Insane Graduate School Edition

2/23/2010

What am I?

Today one of my bosses asked me if I was a "Verbal person" which I replied "absolutely" without even blinking. In my mind, a whole reel of answers poured out:

My standardized test scores would prove it. I'm exceptionally good in the verbal sections, and some perfect scores in reading comprehension. My darn math scores are always OK, but almost embarrassing in comparison. My mouth can't move fast enough for my brain, so I love to type! I was always teased for using "big words" as a kid.

Later in the same conversation, I pointed out that my role in social situations is often to bring conversations full circle. When we get off topic, I like to either find a way to bring it back to where we started, or enjoy announcing when we've made it. I love finding connections between things. That is why I'm nearly obsessed with metaphors and similes. it is why I can enjoy stream-of-consciousness writing style: I have what I call a "blurry-eyed" logic. I can often make connections between vastly unrelated things by doing the opposite of focusing on the details. The big picture.

Oh man, I just have a lot of internal thoughts about myself today, and I'm trying to get them out. Yesterday I had some of those "strong moments" I've read about. Where my thoughts on a topic just opened up endlessly, and I felt like I could see things at a level other people were not. Also, there was a lot of teaching yesterday: helping teach a "Bellydance Outreach" session at a middle school, and teaching a choreography I created for my Level 3/4 class. I already have accepted that I should not avoid teaching in my life. . . heck, maybe I couldn't avoid it even if I tried. After all, Mom says when I was little I was like a professor: always trying to explain things and gesturing with my hands.

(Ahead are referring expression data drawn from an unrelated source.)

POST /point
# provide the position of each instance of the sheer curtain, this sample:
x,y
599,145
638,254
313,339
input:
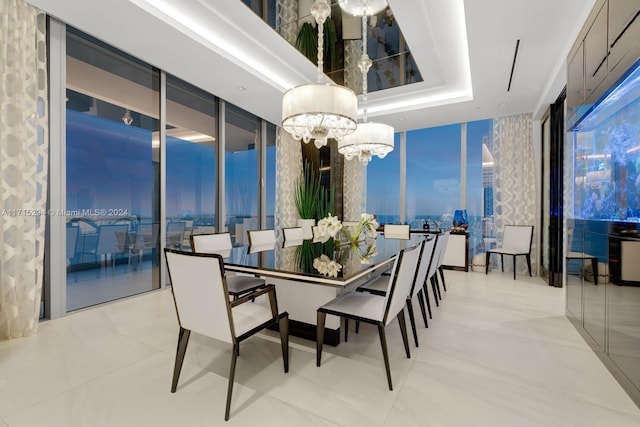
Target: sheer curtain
x,y
514,184
23,165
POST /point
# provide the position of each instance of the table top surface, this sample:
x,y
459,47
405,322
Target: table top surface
x,y
294,260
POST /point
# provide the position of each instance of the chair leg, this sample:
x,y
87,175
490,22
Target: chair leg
x,y
444,284
385,353
320,336
486,263
412,320
183,340
346,329
425,291
403,329
435,293
437,282
422,308
283,326
232,374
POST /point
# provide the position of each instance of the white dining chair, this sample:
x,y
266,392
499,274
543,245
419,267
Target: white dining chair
x,y
199,289
516,241
396,231
374,309
261,237
220,243
378,287
292,233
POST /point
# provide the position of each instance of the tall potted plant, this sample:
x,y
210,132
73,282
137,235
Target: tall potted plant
x,y
306,199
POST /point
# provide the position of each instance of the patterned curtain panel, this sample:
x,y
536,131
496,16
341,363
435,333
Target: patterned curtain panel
x,y
288,169
23,165
287,20
514,179
355,190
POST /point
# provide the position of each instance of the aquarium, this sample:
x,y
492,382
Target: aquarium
x,y
607,155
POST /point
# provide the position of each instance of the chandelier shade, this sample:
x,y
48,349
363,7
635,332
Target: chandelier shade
x,y
319,111
362,7
370,139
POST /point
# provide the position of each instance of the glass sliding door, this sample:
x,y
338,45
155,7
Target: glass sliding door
x,y
479,185
383,186
112,174
270,174
433,176
242,142
192,129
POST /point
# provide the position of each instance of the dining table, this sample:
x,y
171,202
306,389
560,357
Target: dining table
x,y
293,267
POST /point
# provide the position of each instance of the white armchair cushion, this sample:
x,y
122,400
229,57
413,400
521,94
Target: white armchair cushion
x,y
359,304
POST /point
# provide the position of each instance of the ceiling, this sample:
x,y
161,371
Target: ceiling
x,y
464,50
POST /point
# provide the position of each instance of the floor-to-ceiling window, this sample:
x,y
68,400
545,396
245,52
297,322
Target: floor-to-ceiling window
x,y
191,156
270,176
433,176
479,185
242,142
111,172
383,186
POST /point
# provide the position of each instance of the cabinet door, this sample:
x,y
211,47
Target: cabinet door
x,y
624,31
595,56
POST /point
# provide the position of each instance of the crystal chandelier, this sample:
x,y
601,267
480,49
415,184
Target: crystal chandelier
x,y
319,111
362,7
369,139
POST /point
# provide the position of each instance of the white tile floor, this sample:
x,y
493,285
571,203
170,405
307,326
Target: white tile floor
x,y
498,352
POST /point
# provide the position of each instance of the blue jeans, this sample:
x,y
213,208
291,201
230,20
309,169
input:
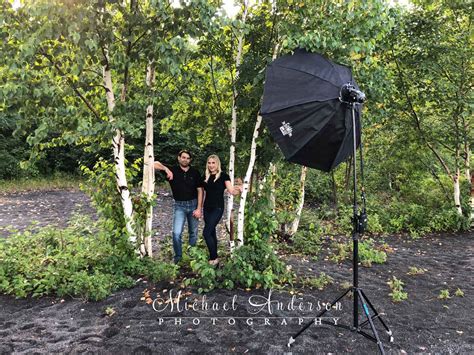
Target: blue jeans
x,y
183,210
212,216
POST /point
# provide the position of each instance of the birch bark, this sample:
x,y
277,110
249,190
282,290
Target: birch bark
x,y
246,184
296,221
118,144
233,133
148,186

It looks like I'll be teaching Bellydancing Basics this fall at the studio, and I'm really excited about it, and kindof amused at the same time that the first official class I'll teach might be bellydance and not science. I mean, I've lectured as a TA in science, but it wasn't MY class. And I guess I've taught the club practices, but that didn't seem like a real class somehow.

Oh well, today is a day where I feel my brain is high in the clouds and seeing things clear. Hopefully it will be useful, but at the very least it's fun and profound!